# 457 temporary visa, school fees & mortgages



## Cheryl D (Jul 28, 2008)

Hiya,
I'm new to this and am after some advice. My husband is hopefully being granted a 457 working visa and we have been told that certain states in Australia charge temporary residents with school fees. Does anyone know if this is true and if so, any idea of what the fees are?? Also, does anyone know about being granted a mortgage whilst being on a temporary 457? Thanks all !


----------



## tjmckay (Oct 14, 2009)

Cheryl D said:


> Hiya,
> I'm new to this and am after some advice. My husband is hopefully being granted a 457 working visa and we have been told that certain states in Australia charge temporary residents with school fees. Does anyone know if this is true and if so, any idea of what the fees are?? Also, does anyone know about being granted a mortgage whilst being on a temporary 457? Thanks all !


I am going on a student visa & have to pay $7070.00 school fees for my 10 year old son for 1 year, check out goverment schools fees websites;


----------



## qwert (Feb 22, 2010)

Hi Cheryl

It is indeed true that certain states (surely Victoria) charge you schooling fees if you are on a 457, this is primarily because you are a Temporary Resident and not a Permanent one.

For Primary Education, if you live in certain suburbs and send your child to the schools within that suburb, you get charged less. 
Also, Primary State Gov. School's are like 500 bucks an year.

Cheers,


----------



## cgvaughan (Jul 31, 2010)

Cheryl D said:


> Hiya,
> I'm new to this and am after some advice. My husband is hopefully being granted a 457 working visa and we have been told that certain states in Australia charge temporary residents with school fees. Does anyone know if this is true and if so, any idea of what the fees are?? Also, does anyone know about being granted a mortgage whilst being on a temporary 457? Thanks all !


Hi Cheryl,
On the question of a [LINK REMOVED BY MODERATOR]mortgage while on a 457 temporary resident visa, you certainly can. Some banks will not loan to you but others will, just had a lower LVR (LTV). Ie, generally they will require a substantial deposit down of 20% plus of course your purchasing costs like stamp duty. 

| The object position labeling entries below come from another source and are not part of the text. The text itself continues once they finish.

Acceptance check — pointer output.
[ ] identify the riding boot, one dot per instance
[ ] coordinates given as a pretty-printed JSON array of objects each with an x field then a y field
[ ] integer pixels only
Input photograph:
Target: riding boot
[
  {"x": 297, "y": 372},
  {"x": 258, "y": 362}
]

So yes, home loans are available for those on temporary residency visas at normal home loan interest rates. You will just be required to put down a bigger deposit. 

Foreign investment review board will be required as well, but providing you are going to live there this is never an issue. Key is to use a mortgage broker that specialises in [LINK REMOVED BY MODERATOR] temporary resident home loans who can help you with the FIRB application and getting your home loan approved.


----------



## The Brit in Aus (Apr 25, 2009)

Temporary 457 Visa Holders

The New South Wales and Australian Capital Territories education authorities have stated that temporary 457 visa holders, and other temporary residents, are not eligible for subsidised education in Government schools.

Consequently, fees in NSW can vary between $4,000 and $6,000.
In the ACT, it is even higher at between $9,000 and $14,000.

Details of Visa numbers and related conditions applying to enrolment in a NSW Government school can be found at NSW Public Schools Home Page

The other States: Queensland, South Australia, Tasmania, Victoria, Western Australia and The Northern Territory do allow temporary 457 visa holders the same subsidised education that Citizens and Permanent Residents receive.


----------